The Primary Areas

The prime areas are:

  • Communication and Language; and
  • Physical Development

In addition, the specific areas for development are:

  • Literacy;
  • Mathematics;
  • Understanding the World; and
  • Expressive Arts and Design.

Educational programmes must involve activities and experiences for children, as follows:

Communication and Language development involves giving children opportunities to experience a rich language environment; to develop their confidence and skills in expressing themselves; and to speak and listen in a range of situations.

Physical Development involves providing opportunities for young children to be active and interactive; and to develop their coordination, control, and movement. Children must also be helped to understand the importance of physical activity, and to make healthy choices in relation to food.

Literacy development involves encouraging children to link sounds and letters and to begin to read and write. Children must be given access to a wide range of reading materials (books, poems, and other written materials) to ignite their interest.

Mathematics involves providing children with opportunities to develop and improve their skills in counting, understanding and using numbers, calculating simple addition and subtraction problems; and to describe shapes, spaces, and measures.

Understanding the World involves guiding children to make sense of their physical world and their community through opportunities to explore, observe and find out about people, places, technology and the environment.

Expressive Arts and Design involves enabling children to explore and play with a wide range of media and materials, as well as providing opportunities and encouragement for sharing their thoughts, ideas and feelings through a variety of activities in art, music, movement, dance, role-play, and design and technology.

The prime areas - Communication and  Language

Listening and Attention:

Children listen attentively in a range of situations. They listen to stories, accurately anticipating key events and respond to what they hear with relevant comments, questions or actions. They give their attention to what others say

and respond appropriately, while engaged in another activity.

Understanding:

Children follow instructions involving several ideas or actions. They answer ‘how’ and ‘why’ questions about their experiences and in response to stories or events.

Speaking:

Children express themselves effectively, showing awareness of listeners’ needs. They use past, present and future forms accurately when talking about events that have happened or are to happen in the future.

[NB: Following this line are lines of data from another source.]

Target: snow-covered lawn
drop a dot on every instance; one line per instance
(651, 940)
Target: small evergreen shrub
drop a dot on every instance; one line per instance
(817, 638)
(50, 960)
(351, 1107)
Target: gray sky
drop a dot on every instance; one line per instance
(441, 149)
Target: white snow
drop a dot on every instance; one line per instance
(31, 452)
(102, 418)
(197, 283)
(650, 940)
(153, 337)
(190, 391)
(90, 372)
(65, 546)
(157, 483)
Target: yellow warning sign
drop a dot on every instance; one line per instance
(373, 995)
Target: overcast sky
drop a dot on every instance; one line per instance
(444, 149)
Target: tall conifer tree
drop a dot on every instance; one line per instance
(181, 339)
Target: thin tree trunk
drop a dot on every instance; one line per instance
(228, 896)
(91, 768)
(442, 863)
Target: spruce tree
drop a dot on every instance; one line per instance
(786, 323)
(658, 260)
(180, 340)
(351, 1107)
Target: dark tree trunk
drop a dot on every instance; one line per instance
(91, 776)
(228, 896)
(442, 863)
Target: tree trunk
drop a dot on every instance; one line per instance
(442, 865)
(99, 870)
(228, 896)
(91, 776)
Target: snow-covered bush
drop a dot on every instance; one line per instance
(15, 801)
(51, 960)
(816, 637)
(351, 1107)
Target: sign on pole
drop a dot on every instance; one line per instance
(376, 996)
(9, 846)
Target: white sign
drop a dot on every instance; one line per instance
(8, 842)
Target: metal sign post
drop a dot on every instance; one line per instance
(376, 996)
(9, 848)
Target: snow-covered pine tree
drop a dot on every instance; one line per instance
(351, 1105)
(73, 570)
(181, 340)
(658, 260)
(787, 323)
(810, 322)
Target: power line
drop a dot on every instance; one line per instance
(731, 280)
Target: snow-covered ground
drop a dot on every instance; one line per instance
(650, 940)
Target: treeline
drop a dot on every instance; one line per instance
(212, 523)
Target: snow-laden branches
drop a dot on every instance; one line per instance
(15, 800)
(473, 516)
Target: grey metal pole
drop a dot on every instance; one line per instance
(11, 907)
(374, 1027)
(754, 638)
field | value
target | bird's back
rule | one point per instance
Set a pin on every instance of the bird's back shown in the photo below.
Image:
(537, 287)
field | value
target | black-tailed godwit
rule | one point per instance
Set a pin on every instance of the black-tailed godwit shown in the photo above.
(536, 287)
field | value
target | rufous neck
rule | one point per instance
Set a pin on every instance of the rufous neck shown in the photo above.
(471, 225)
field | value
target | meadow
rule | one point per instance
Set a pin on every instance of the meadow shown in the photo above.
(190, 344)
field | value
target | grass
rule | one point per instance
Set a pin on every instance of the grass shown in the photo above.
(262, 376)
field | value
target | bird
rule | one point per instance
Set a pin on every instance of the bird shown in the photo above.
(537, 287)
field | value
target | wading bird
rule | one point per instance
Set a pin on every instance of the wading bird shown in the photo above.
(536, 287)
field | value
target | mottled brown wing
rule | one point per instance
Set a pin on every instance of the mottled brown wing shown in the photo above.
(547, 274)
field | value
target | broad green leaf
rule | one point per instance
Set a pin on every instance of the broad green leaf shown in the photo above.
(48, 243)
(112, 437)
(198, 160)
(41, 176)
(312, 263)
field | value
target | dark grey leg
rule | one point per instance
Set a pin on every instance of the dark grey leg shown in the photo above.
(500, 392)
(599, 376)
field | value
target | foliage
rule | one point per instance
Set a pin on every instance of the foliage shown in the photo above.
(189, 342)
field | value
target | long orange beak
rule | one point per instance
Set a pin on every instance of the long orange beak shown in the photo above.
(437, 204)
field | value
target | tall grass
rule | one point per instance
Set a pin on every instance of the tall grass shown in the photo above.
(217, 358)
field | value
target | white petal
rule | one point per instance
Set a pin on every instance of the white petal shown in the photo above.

They develop their

own narratives and explanations by connecting ideas or events.

Physical Development:

Moving and handling: Children show good control and coordination in large and small movements. They move confidently in a range of ways, safely negotiating space. They handle equipment and tools effectively, including pencils for writing.

Health and Self-care:

Children know the importance for good health of physical exercise, and a healthy diet, and talk about ways to keep healthy and safe. They manage their own basic hygiene and personal needs successfully, including dressing and

going to the restroom independently.

Personal, Social and Emotional Development:

Self-confidence and self-awareness: Children are confident to try new activities, and say why they like some activities more than others. They are confident to speak in a familiar group, will talk about their ideas and will choose the

resources they need for their chosen activities. They say when they do or don’t need help.

Managing feelings and behaviour: Children talk about how they and others show feelings, talk about their own and others’ behaviour, and its consequences, and know that some behaviour is unacceptable. They work as part of a group or class and understand and follow the rules. They adjust their behaviour to different situations and take changes of routine in their stride. 

Making relationships: Children play cooperatively, taking turns with others. They take account of one another’s ideas about how to organise their activity. They  show sensitivity to others’ needs and feelings and form positive relationships  with adults and other children.